During World War I, Arabs in the region banded together to fight against the Ottoman Turks who had been ruling various land in area for centuries. They hoped to establish their own country under Arab leadership. Their flag was designed for that rebellion by Hussein bin Ali, the ruler of Mecca and leader of the revolt, according to the Palestinian Academic Society for the Study of International Affairs. Each of three stripes and the one triangle were intended to represent different Arab dynasties. Later, the order of the stripes was changed. (Per Encyclopedia Britannica, the new order helped visibility.) The Palestine Liberation Organization adopted that flag as its own in 1964. In the early 1990s, a ban on the flag in Israel was lifted.

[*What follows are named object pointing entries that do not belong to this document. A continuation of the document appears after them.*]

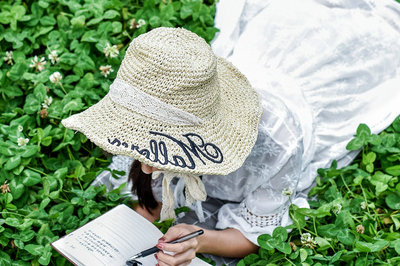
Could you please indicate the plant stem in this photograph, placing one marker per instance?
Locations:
(12, 213)
(289, 261)
(315, 227)
(345, 184)
(38, 171)
(62, 87)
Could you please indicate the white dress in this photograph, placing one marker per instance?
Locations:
(321, 68)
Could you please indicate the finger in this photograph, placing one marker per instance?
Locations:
(161, 263)
(177, 259)
(178, 247)
(175, 232)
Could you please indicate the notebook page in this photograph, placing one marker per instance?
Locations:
(111, 239)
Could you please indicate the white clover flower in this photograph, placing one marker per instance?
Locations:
(47, 101)
(106, 70)
(132, 24)
(22, 141)
(337, 208)
(141, 22)
(363, 205)
(53, 57)
(38, 64)
(111, 51)
(5, 188)
(8, 58)
(287, 191)
(307, 240)
(55, 77)
(360, 229)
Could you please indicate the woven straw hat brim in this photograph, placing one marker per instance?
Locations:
(232, 130)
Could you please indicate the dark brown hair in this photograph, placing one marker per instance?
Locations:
(141, 186)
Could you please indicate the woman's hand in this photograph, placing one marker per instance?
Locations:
(180, 253)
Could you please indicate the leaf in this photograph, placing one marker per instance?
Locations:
(73, 105)
(17, 71)
(280, 233)
(68, 58)
(5, 258)
(283, 247)
(303, 254)
(32, 104)
(110, 14)
(12, 162)
(40, 92)
(251, 259)
(363, 131)
(29, 151)
(396, 245)
(14, 222)
(393, 170)
(78, 21)
(30, 178)
(263, 241)
(17, 189)
(34, 249)
(354, 144)
(322, 243)
(90, 36)
(345, 237)
(393, 201)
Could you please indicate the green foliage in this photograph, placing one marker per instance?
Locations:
(45, 169)
(354, 219)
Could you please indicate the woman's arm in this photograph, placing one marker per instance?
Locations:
(228, 243)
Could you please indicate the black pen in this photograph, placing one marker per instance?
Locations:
(156, 249)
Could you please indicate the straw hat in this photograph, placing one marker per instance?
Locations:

Those who know their flags well will also realize that the flag is very similar to the flags of Sudan and Jordan. Both of those countries adopted their own flags (Sudan in 1969 and Jordan in 1928) to signal their support for a unified pan-Arab country. At the time of the revolt in 1917, rebels hoped that the flag would eventually represent a united Arab state that would include modern-day Syria, Lebanon, Israel and Palestinian territories.